Joaquín Sorolla, Don Pío Baroja

Retrato del escritor vasco en 1914 / SOROLLA

En estos recorridos estacionales el escritor vasco rompe mitos, practica la impertinencia y, como decía el famoso verso de Machado –“quien habla solo espera hablar a Dios un día”– dialoga consigo mismo en deliciosos momentos teatrales, ciertos y fingidos. Las horas solitarias es un libro ondulante, como la existencia y el mar. Va y viene. Se marcha y regresa. Y, con su vaivén, ayuda a pasar el rato y enseña a aceptar espiritualmente el desengaño: “Me marcho al campo porque no hay vida social en la ciudad española. Hemos sustituido la vida antigua por la moderna, hemos perdido nuestra fe y nuestras costumbres y no hemos podido mantener prestigio alguno. Hoy en Madrid, en Barcelona, en Bilbao, el que no tiene dinero no es nada. En una sociedad así, plutocrática, ¿qué puede hacer un hombre que no sea rico? No tiene más remedio que retirarse”. 
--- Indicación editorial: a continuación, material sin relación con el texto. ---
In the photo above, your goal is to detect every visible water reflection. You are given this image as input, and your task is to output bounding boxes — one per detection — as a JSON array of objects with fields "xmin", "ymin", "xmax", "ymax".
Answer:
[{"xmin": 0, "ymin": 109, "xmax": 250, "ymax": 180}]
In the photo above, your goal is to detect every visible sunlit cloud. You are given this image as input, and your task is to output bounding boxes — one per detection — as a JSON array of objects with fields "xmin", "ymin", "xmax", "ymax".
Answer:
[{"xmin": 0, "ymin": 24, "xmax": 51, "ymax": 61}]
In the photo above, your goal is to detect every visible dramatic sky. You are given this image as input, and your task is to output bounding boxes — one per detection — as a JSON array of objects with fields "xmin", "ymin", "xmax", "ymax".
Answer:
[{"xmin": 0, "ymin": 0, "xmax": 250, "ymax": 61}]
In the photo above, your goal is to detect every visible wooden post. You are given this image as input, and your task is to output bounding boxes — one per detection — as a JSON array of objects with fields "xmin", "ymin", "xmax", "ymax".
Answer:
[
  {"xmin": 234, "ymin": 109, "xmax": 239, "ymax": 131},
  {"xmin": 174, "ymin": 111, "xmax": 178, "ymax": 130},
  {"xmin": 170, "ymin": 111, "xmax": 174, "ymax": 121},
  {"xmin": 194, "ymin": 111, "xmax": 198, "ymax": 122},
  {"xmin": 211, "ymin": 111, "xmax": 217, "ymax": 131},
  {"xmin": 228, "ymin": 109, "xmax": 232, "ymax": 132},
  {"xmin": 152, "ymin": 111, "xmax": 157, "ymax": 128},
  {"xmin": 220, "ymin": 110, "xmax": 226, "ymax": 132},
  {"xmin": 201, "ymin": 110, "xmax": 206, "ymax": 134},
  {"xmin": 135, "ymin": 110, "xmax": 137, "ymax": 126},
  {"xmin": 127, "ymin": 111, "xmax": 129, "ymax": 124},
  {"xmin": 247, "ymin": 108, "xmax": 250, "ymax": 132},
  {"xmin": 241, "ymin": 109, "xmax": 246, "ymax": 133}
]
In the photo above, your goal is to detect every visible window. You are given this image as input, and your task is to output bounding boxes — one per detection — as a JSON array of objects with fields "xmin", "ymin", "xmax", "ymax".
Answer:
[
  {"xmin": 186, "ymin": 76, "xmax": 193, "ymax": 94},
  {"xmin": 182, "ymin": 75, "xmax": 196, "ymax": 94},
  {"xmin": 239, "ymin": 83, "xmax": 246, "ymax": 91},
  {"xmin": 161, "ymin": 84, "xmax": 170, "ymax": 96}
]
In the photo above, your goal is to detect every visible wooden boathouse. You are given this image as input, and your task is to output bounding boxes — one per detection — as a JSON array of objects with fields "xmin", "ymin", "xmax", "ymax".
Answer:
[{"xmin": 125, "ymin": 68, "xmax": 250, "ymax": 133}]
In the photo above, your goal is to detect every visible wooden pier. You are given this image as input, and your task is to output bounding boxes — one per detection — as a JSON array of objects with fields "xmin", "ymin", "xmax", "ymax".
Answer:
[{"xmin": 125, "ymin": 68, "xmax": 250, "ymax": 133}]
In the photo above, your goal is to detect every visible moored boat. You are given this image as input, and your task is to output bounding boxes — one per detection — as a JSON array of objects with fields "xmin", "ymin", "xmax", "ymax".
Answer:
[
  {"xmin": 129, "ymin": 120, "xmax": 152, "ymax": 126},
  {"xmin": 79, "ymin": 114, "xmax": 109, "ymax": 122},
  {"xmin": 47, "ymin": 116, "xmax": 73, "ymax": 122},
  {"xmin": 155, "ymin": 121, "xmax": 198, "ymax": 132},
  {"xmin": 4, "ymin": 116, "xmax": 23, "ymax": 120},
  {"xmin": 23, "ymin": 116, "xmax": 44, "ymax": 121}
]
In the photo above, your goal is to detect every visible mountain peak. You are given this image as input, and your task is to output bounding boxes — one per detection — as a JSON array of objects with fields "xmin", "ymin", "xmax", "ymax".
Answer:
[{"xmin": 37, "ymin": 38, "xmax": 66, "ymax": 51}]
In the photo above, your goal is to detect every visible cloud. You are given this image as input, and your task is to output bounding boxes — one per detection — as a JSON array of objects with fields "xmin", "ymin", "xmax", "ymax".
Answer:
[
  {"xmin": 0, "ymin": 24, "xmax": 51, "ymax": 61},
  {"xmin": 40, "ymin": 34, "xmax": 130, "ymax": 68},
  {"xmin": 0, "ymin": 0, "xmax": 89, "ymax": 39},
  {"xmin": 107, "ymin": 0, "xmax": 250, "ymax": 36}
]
La soledad –discurre Baroja– permite digerir sucesos e ideas y cambia la perspectiva de las cosas. El novelista no busca un retiro místico, sino un espacio (mental) desde el que practicar su retórica de la sinceridad, ese viento que impulsa sus libros. “En literatura y arte, todo es posible para el hombre sincero”. Su nihilismo es afirmación. Su egotismo, filosofía. Su incorrección política, una señal de respeto (ante el lector). Las cuatro estaciones de Baroja son una partitura cuya armonía reside en la falta de lirismo y la obstinación de la honestidad: “Yo no sé decir más que lo que pienso, aunque lo que piense sea malo”. “Poetas, en la vulgaridad está la cosa”, escribió don Nicanor (Parra). “La sinceridad siempre es potencia”, dejó dicho Rubén Darío. Entre ambas, pervive el invencible Baroja.